Cathie Wood, founder, CEO and CIO of Ark Investment Management is one of the latest entrants to launching a bitcoin ETF in the US. The Winklevoss twins of Facebook fame have been trying this for years, but have been turned down by the SEC each time. Oddly enough, this has not deterred Wood or other firms, and the SEC has received at least six further Bitcoin ETF applications waiting to be reviewed.
The lack of easy access to bitcoin via an ETF in the US has created opportunities for others. The Grayscale Bitcoin Trust (GBTC) is a listed trust that tracks bitcoin and has more than $20bn assets under management. Other asset managers have launched ETFs that invest in companies that seem involved in cryptocurrencies.

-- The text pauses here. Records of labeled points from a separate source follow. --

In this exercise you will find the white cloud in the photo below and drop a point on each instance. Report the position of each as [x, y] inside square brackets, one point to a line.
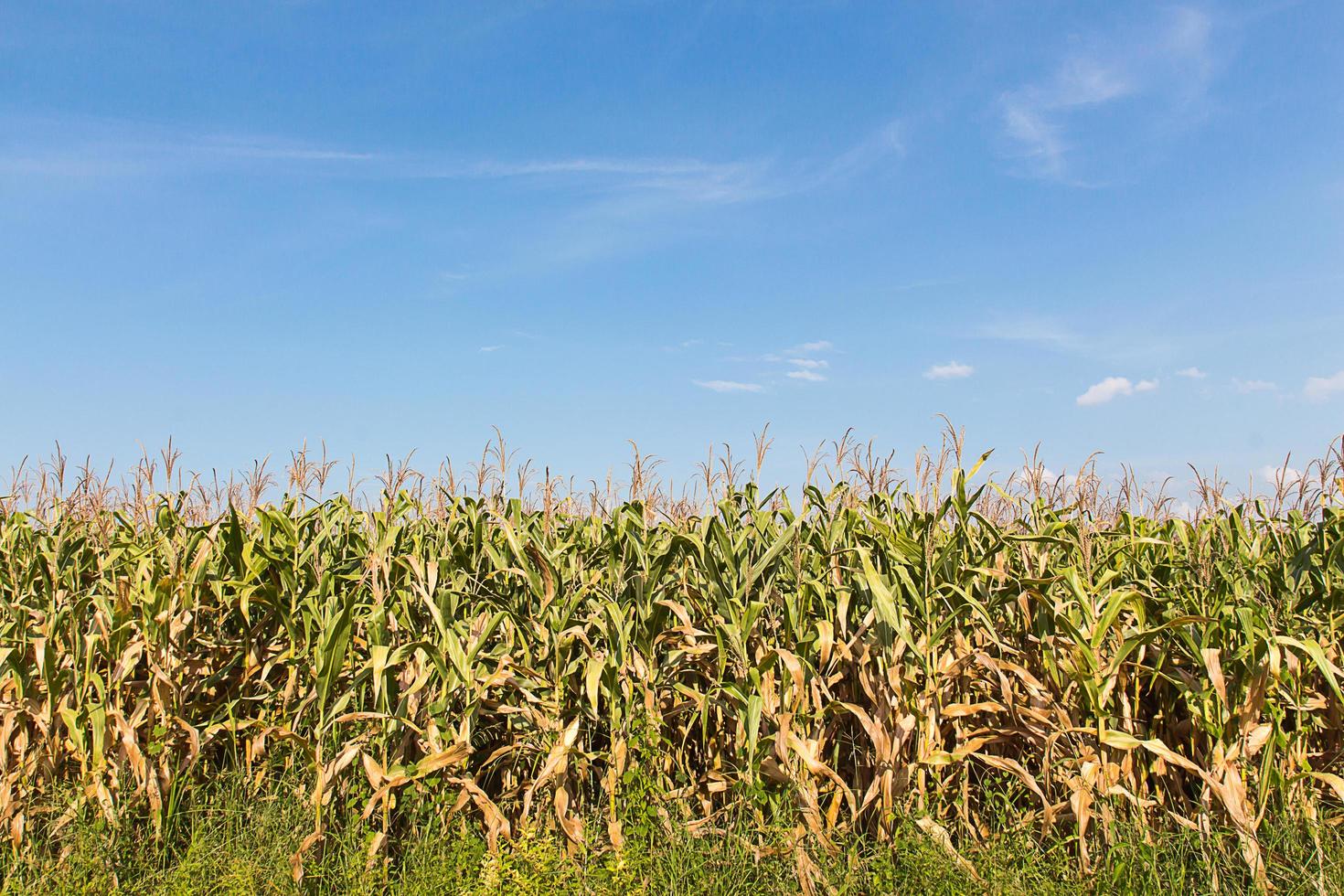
[812, 348]
[1320, 389]
[1164, 65]
[949, 371]
[729, 386]
[1113, 387]
[1041, 331]
[1281, 475]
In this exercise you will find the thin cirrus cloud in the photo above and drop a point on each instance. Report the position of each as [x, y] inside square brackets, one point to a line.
[1321, 389]
[729, 386]
[1113, 387]
[1152, 74]
[949, 371]
[1247, 387]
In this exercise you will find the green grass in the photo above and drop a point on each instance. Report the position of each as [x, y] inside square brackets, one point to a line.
[234, 840]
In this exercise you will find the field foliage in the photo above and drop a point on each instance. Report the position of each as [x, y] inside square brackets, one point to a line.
[946, 655]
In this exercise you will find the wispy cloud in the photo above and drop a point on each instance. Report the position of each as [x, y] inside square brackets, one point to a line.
[1246, 387]
[811, 348]
[1043, 331]
[1163, 66]
[1320, 389]
[729, 386]
[1113, 387]
[949, 371]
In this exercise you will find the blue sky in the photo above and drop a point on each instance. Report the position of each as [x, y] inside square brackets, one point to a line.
[1095, 226]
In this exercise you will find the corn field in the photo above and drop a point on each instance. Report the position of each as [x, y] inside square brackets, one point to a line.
[866, 650]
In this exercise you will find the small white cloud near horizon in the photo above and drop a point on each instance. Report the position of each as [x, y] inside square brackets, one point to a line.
[729, 386]
[949, 371]
[1246, 387]
[1113, 387]
[1281, 475]
[1320, 389]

However, just because a company operates in the blockchain industry does not mean it provides exposure to cryptocurrencies. In a similar fashion, there is a difference between gold miners and the gold price, or master limited partnerships (MLPs) and the oil price.
In this research note, we will investigate the exposure of digital asset ETFs to cryptocurrencies.
The rise of crypto
Although investing in cryptocurrencies is usually justified as a hedge against the inflation that plague fiat currencies or general disdain for the traditional financial system, most investors are likely simply performance chasing. The returns of the S&P 500 seem rather unexciting compared to bitcoin’s CAGR of roughly 100% since 2014. It is tough to resist such a siren song.
However, the price of cryptocurrencies is anything but stable and there have been multiple 50% drawdowns in recent years. Bitcoin and other coins become popular with retail investors in 2017 after a meteoric rise, but then cryptocurrencies crashed and went into what is now called the crypto winter. In 2020, another bull market started that took many to new record highs and started capturing the interest of a broader investor audience.